Nasser Martin-Gousset

LA MAISON
Péplum (2006)
 

Lors de la dernière Biennale, la première «superproduction» de Nasser Martin-Gousset à la Maison de la Danse a suscité un enthousiasme public et critique immédiat. Un péplum comme on en rêvait ! Excessif, voluptueux, tragique ! La pièce rassemble dix interprètes, trois musiciens et les voix du couple Taylor-Burton héros du film de Mankiewicz pour la plus somptueuse virée qu’on puisse imaginer sur les traces d’Antoine et Cléopâtre. L’amour, son naufrage, la mort, la danse, entrelacent leurs motifs dans une étreinte débridée. Dans cette fiction chorégraphique, le chorégraphe met en scène le roman de sa vie où fantasme et réalité s’accordent au temps magique du plateau. Rock, glamour, survolté, dyonisiaque… Les qualificatifs ne manquent pas ; la presse est unanime.

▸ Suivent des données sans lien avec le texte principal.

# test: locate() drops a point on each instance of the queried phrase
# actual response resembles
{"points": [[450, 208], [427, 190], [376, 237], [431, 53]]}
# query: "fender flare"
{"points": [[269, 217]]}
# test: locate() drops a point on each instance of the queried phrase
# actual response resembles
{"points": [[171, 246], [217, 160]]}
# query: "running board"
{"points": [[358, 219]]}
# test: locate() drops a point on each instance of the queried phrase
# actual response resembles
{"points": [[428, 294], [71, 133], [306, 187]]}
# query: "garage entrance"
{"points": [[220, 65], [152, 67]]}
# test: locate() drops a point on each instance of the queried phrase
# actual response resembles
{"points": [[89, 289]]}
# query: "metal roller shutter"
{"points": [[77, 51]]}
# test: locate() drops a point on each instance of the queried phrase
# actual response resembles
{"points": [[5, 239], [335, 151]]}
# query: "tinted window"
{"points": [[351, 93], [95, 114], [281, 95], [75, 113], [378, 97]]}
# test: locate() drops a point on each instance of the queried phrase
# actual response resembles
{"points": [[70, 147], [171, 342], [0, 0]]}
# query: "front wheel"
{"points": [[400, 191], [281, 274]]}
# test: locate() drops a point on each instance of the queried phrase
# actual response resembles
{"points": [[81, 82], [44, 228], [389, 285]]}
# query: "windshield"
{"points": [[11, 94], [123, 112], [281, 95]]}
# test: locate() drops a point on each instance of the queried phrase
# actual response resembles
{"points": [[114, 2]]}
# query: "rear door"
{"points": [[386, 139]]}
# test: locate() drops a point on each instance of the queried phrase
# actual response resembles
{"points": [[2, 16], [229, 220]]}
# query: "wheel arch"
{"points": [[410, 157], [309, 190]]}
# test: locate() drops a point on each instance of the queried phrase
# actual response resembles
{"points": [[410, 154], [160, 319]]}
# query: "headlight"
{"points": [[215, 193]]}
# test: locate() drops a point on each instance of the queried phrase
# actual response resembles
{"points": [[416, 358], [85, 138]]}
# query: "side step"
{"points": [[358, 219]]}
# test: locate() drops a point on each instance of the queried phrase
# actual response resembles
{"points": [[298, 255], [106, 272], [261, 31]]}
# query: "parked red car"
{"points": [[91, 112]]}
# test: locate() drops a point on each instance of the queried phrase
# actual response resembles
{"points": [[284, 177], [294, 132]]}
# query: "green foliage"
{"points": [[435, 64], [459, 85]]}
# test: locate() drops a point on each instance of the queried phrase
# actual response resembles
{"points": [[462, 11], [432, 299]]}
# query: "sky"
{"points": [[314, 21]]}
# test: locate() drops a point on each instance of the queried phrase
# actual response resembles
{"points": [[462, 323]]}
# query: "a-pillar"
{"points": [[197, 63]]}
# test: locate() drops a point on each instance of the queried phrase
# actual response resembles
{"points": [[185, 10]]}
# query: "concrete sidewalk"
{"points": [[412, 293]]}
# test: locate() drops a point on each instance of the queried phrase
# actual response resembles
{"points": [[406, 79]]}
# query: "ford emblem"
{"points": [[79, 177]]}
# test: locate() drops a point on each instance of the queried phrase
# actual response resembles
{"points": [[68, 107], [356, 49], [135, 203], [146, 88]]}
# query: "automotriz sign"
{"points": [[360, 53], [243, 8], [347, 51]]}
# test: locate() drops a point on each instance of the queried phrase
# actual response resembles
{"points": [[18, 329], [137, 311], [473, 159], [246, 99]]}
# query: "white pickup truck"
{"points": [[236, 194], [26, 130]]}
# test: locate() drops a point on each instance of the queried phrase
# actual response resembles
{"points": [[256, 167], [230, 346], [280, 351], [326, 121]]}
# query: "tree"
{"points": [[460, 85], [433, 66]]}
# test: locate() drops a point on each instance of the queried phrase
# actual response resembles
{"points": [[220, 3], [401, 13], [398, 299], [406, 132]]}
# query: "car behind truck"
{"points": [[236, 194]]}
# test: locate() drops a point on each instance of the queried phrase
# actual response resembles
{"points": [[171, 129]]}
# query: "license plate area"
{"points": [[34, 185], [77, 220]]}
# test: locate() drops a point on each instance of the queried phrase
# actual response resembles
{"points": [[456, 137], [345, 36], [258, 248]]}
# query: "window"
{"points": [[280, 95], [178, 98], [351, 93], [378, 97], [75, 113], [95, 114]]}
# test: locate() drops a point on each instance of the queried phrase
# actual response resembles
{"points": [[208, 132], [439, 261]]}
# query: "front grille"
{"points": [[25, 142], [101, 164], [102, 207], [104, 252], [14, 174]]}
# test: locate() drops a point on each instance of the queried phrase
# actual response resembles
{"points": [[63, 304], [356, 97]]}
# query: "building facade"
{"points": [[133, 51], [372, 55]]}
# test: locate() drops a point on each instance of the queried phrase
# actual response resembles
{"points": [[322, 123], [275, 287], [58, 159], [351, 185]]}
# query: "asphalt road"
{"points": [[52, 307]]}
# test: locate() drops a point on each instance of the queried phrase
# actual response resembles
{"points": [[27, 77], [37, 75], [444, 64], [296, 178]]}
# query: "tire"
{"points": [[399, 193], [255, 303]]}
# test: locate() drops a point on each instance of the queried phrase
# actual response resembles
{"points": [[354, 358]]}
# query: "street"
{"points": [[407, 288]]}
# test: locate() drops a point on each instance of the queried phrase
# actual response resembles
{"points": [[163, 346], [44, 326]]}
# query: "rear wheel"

Revue de presse, donc, non exhaustive !

 

Suspense, rebondissements visuels, dopage musical pop rock, la formule est magique. (…) La puissance de l’imaginaire conduit par quelques détails minutieusement pesés, explose dans cette pièce, troublant manifeste sur le fantasme et sa réalité, à la vie comme à la scène. (…) Le cinéma, ses voix (celles de Liz Taylor et Richard Burton), son impact émotionnel, sont magistralement manipulés par Nasser Martin-Gousset qui filme en direct des séquences de sa pièce.
Rosita Boisseau, Le Monde

 

Ce Péplum emporte l’adhésion, cinglant et drôle, déjanté et surtout fort bien réglé, hommage vibrant au cinéma et à ses figures mythiques.
Marie-Christine Vernay, Libération

 

Un langage extrêmement personnel qui ne ressemble à rien de commun. La gestuelle est éblouissante, et l’équipe exceptionnelle à tout point de vue. Danseurs, musiciens, vidéastes… Tout concourt à servir ce Péplum si réussi. Nasser Martin-Gousset joue de la caméra comme on joue des mots. Le travail extrêmement plastique et contemporain sur la matière de l’image et la façon dont on la diffuse, tout comme la recherche chromatique, propulsent la pièce dans notre temps. Agnès Izrine, Danser En vrai cinéphile, et non moins véritable dandy décadent, il réussit une fresque sexy, une bacchanale syncopée, touchante et hilarante, qui revisite les amours d’Antoine et Cléopatre dans le fameux film de Mankiewicz avec Liz Taylor et Richard Burton. Duel testostéroné sur fond de Donna Summer, images de la Rome meurtrie sur un écran aux dimensions du scope. On adore. Que disait-on du film de Mankiewicz déjà ? Ah oui : un chef-d’œuvre.